Ouvi durante seminário recente aqui em
Berlim que o Brasil é um país que não tem cultura, só tem música e samba. Não
sei exatamente o que a pessoa em questão, que não era brasileira, entendia por
“cultura”, “música” e “samba”, mas sei muito bem o que ela entendia por
”Brasil”: um bando de gente nu por fora e por dentro, mais ou menos como os
primeiros europeus viam os índios quando chegaram para conquistá-los e
dizimá-los.
São e serão os coveiros de sempre. O
segundo grupo pegou carona na campanha dos abutres. Gosta de falar mal do
Brasil de agora, este que aí está, com pleno emprego e melhora na repartição de
renda. Quer dar a volta no relógio e no calendário, nos ajustar de novo ao
tempo em que pobre era miserável e miserável não era nada. Acha que pode
garantir de novo os aeroportos só para si.
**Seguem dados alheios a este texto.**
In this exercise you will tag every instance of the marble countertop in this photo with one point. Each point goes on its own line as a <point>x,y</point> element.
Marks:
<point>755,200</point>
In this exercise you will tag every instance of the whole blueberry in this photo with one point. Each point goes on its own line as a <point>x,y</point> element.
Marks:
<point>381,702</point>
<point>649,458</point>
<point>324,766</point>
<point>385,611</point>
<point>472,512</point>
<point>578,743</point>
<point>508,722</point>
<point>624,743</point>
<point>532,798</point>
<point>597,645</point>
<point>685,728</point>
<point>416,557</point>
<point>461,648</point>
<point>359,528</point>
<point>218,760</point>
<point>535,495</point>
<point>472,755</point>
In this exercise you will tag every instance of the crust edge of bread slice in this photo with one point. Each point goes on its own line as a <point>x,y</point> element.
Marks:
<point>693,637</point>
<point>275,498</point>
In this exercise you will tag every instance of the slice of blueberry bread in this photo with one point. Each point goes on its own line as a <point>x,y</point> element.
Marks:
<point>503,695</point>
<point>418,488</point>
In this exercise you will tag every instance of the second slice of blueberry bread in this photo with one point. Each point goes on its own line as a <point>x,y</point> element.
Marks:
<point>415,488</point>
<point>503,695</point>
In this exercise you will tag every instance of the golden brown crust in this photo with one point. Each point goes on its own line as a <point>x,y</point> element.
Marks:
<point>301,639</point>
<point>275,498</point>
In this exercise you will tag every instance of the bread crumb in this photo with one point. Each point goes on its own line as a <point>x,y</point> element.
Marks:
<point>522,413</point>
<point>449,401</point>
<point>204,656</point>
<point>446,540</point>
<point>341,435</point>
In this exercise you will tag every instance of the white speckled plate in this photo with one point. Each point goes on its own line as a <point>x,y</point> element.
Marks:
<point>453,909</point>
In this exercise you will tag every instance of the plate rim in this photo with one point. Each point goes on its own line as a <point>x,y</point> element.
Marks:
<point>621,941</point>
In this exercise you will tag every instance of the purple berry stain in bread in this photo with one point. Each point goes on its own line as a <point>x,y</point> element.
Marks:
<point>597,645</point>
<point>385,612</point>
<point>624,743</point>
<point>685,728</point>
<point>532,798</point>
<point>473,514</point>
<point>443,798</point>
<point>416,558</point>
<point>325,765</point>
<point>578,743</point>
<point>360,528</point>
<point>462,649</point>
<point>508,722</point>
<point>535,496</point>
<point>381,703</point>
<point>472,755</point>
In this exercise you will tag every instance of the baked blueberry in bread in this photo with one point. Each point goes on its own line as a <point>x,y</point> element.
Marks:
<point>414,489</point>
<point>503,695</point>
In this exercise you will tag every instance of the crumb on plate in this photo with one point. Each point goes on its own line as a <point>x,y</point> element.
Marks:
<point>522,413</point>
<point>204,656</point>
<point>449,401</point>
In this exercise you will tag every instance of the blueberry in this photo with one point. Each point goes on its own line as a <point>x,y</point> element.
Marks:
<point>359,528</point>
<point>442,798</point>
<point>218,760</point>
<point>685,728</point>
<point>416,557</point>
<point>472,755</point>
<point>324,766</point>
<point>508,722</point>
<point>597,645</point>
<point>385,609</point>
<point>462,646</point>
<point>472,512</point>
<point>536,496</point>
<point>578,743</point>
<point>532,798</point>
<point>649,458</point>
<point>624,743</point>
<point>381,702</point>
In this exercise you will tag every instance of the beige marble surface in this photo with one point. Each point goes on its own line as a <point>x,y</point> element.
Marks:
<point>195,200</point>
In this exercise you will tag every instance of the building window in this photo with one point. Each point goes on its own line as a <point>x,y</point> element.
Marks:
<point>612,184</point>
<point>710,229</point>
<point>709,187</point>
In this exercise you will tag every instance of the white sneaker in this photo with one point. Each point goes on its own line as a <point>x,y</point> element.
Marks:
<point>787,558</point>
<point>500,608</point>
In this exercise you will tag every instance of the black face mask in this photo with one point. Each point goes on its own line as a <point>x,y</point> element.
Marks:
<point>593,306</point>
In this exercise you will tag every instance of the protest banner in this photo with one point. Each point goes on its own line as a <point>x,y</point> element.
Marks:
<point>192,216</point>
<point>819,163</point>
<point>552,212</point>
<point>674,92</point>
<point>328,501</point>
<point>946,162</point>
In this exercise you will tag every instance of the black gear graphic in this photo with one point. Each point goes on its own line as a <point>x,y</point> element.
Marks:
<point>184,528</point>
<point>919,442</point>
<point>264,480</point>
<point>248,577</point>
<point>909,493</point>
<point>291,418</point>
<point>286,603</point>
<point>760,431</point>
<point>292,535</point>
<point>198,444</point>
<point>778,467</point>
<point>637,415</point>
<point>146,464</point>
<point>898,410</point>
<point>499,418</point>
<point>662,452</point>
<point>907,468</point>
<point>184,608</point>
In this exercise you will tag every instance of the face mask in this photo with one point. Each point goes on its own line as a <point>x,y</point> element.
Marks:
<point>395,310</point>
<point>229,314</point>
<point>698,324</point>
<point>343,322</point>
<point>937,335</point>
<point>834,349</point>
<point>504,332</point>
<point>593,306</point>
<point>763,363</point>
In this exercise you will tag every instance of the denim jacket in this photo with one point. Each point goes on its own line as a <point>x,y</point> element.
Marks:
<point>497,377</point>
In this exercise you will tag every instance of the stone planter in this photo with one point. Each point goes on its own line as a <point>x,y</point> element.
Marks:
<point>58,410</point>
Mas é um grupo que gosta de falar
também em generalidades.
Se dentro do Brasil, usa o pronome nós
(“nós somos corruptos”, “nós somos violentos”, “nós somos ineficientes”, etc.),
mas é um “nós” que tem o valor de “eles”, pois só vale da boca para fora.
É uma verdadeira proeza gramatical. Pois
o distinto coveiro deste grupo se apresenta, explícita ou implicitamente, como
uma exceção. Os estilos preferidos variam: vão do insulto grosseiro à
lamentação sutil.
Os coveiros deste grupo costumam ter um
alvo preciso, que copiam dos abutres: no momento atual, a eleição de outubro.
Já os coveiros do primeiro grupo não têm alvo preciso, a não ser o de fazer
compras em Miami (alguns) ou passear de bonde ou ônibus nas capitais europeias
enquanto faz campanha contra corredores de ônibus nas cidades brasileiras.
3. Os goiabas
Este é um grupo mais variegado. Seu estilo varia entre a
euforia e a lamentação. Mas são plagiadores profissionais. Copiam sem restrição
tudo o que lhes é servido pelos abutres e os coveiros. Repetem
entusiasticamente: “o gigante acordou em junho do ano passado”.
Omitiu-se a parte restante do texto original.